Für andere Arten von Investitionen, wie z.B. Neu-Ausstattung oder Zusammenschluss mit einer anderen Firma, sind die Ergebnisse Umständen ausgesetzt, die noch viel schwieriger vorherzusagen sind. Der größte Teil dieser Anleitung ist der Analyse gerade dieser Umstände gewidmet. Es ist nützlicher einige allgemeine Prinzipien, die auf alle finanzielle Vermögenswerte anwendbar sind, aufzustellen, statt hier jetzt jeden einzelnen möglichen Vorteil separat zu zergliedern. Zu diesem Zweck sind die in den folgenden Paragrafen benutzten Beschreibungen auf alle Arten von finanziellen Vermögenswerten anwendbar, einschließlich von Investitionen in Firmenprojekte; eigentlich sind diese aus dem Kontext der Kapital Budgetierung entliehen.
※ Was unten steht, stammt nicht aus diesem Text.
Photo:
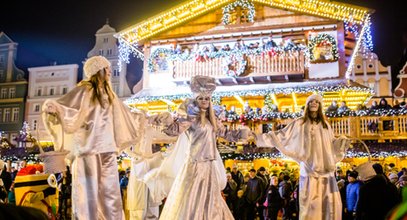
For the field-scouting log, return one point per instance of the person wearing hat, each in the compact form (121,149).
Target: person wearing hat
(352,195)
(93,124)
(310,141)
(193,175)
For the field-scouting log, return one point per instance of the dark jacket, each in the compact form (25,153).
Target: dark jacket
(254,190)
(374,199)
(274,199)
(352,195)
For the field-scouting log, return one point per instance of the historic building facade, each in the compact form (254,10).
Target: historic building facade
(13,89)
(44,83)
(106,45)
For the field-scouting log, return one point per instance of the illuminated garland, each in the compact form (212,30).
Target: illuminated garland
(243,4)
(158,52)
(201,56)
(305,88)
(230,63)
(324,39)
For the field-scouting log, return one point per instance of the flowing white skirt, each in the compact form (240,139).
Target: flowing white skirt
(196,194)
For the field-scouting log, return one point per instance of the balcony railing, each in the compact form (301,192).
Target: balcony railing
(283,63)
(366,127)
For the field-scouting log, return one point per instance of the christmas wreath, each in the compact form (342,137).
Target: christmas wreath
(323,40)
(235,65)
(242,3)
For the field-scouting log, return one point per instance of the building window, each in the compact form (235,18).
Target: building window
(116,88)
(34,125)
(116,72)
(6,116)
(3,93)
(16,114)
(37,108)
(12,93)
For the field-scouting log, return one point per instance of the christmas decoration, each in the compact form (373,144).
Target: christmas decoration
(304,88)
(244,4)
(328,46)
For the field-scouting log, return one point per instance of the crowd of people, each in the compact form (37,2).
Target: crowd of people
(264,194)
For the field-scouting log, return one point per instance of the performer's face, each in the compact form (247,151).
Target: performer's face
(203,101)
(108,73)
(313,105)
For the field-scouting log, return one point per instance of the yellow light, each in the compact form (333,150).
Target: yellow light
(274,98)
(169,102)
(238,98)
(294,99)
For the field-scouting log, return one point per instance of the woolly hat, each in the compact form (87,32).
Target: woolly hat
(94,64)
(393,176)
(202,85)
(353,174)
(314,97)
(366,171)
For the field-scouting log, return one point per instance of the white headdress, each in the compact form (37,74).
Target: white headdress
(315,97)
(202,85)
(94,64)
Der Grundsatz ist: zukünftiger Gewinn muss alles das sein, was sich auf die vorliegende Entscheidung bezieht, und welches das Vermögen des Entscheidungsträgers verändert. Deshalb müssen sich alle diese Gewinne auf eine Summe netto nach Steueraufschlag des Cashflows oder Cashflow-ähnliches beziehen. Nehmen wir uns einen Begriff nach dem anderen vor.

- Vermögensveränderung: das bezieht sich auf jede Art von Einkommen wie z.B. aus Aktiendividenden, Bond Kuponzahlungen, Lohnratenzahlungen und Einnahmen aus dem Verkauf von Produkten oder Vermögenswerten.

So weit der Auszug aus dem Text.